I'm in the process of typing this entry and before I can even put words to the photos, E is making fun of me from excluding some of the more "shaply" gnocchi from the post. Not that the ones here would win any prize, but I probably haven't made gnocchi since junior high and then it would have most certainly been with help from my mother, Martha. What I'm saying is that each gnocchi had its own signature look, some being more attractive than others.

For the past two weeks, we've had winter squash in our farm share. This is the last week of summer share and I tend to forget that you can have such a mix of fruit and vegetables in late summer and early fall. There's the last few sun gold tomatoes with our delicata, carnival and butternut squashes. For fruit, a few berries were left along with some pears. Additionally, I took a trip to the orchard to pick jonagold and liberty apples, some to eat and some pressed for cider.
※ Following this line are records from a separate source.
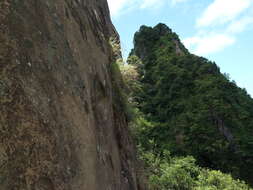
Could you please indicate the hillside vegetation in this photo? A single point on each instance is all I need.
(191, 121)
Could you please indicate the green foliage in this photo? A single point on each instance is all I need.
(188, 107)
(182, 173)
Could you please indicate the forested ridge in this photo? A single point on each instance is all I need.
(189, 118)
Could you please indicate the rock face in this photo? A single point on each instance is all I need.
(58, 127)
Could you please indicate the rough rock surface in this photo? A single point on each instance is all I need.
(58, 127)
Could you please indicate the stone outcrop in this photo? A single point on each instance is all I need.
(59, 129)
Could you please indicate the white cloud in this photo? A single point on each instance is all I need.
(240, 25)
(219, 24)
(222, 11)
(150, 3)
(207, 44)
(117, 7)
(178, 1)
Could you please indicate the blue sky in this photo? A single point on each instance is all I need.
(220, 30)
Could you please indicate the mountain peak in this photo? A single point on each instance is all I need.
(147, 39)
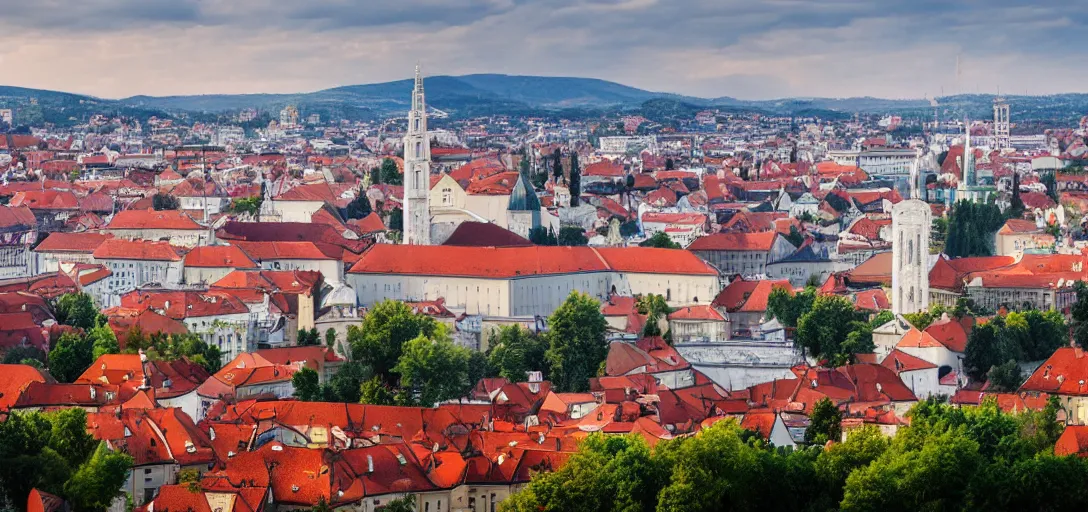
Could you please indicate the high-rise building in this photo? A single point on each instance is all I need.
(417, 178)
(1001, 124)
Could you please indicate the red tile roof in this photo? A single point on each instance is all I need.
(152, 220)
(72, 242)
(219, 257)
(118, 249)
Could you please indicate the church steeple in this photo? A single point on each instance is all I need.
(417, 180)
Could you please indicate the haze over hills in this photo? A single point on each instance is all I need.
(495, 94)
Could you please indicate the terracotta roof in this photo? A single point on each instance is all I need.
(734, 241)
(152, 220)
(118, 249)
(219, 257)
(520, 261)
(281, 250)
(1064, 373)
(72, 242)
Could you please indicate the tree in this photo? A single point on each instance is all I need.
(21, 353)
(164, 201)
(379, 340)
(788, 307)
(514, 351)
(557, 165)
(359, 208)
(572, 236)
(988, 346)
(76, 310)
(660, 240)
(542, 236)
(390, 172)
(98, 482)
(432, 371)
(102, 341)
(308, 337)
(1005, 377)
(307, 385)
(576, 180)
(825, 424)
(823, 331)
(655, 308)
(577, 344)
(70, 358)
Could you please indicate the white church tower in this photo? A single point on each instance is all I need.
(417, 180)
(911, 221)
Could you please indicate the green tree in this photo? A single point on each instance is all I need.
(576, 180)
(307, 385)
(823, 331)
(379, 340)
(164, 201)
(514, 351)
(432, 371)
(76, 310)
(660, 240)
(390, 172)
(825, 423)
(571, 236)
(1005, 377)
(655, 308)
(102, 341)
(70, 358)
(359, 208)
(795, 238)
(21, 353)
(577, 344)
(98, 482)
(542, 236)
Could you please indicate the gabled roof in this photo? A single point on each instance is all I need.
(218, 257)
(152, 220)
(119, 249)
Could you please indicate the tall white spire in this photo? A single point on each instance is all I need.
(417, 180)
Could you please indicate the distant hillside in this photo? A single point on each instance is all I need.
(493, 94)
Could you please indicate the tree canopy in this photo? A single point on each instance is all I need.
(577, 345)
(947, 459)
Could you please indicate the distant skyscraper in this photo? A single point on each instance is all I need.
(1001, 123)
(417, 179)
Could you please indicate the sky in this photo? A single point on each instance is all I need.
(748, 49)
In Sunset magazine this month there was a great photo and recipe for squash gnocchi. I ended up using Mark Bittman's recipe for Parsnip Gnocchi, out of How to Cook Everything Vegetarian, substituting roasted butternut squash. (When I came home with this cookbook a couple weeks ago, E asked me with a concerned look if we were becoming vegetarians.) I boiled the gnocchi and then tossed them with some butter, sage, and pine nuts and topped them with Parmiggiano before sliding them into the oven. I enjoyed my individual gnocchi gratin, and froze the ones that I had not boiled so that I'll have an easy dinner for some night after work. I think I prefer traditional potato gnocchi, but these held their own and will certainly become and often-used squash recipe.

I just love this little green pumpkin, as much as you can love fall vegetables that you have no intention of consuming. My photography scarely does it justice, but the metallic looking green color is striking, its just the right size for indoors, and the curly tendrils are so ridiculously perfect I'm sure the commercial Halloween industry would love to study it for some future production of a plastic replica. The proud farmer from the market was telling me all sorts of delicious things to do with it, but I had to break the news to her that this adorable little specimen would not be going anywhere near the kitchen. Its sitting on my end table, greeting me each time I pass through the room with a green, toothy smile.
Your pumpkin looks like an Australian variety, called a Queensland Blue, one of the most beautiful orbs to come out of the ground. You are so right; it is as an object d'art. There's another variety called Jarradale that is almost as pretty. I had one last until April in my cold pantry. Great recipe -- thanks!
ReplyDeleteThanks for letting me know! I just couldn't bear to eat it. Its still sitting on my end table. I'm happy to know it will keep for so long.
ReplyDeleteHey! Your gnocchi look perfect!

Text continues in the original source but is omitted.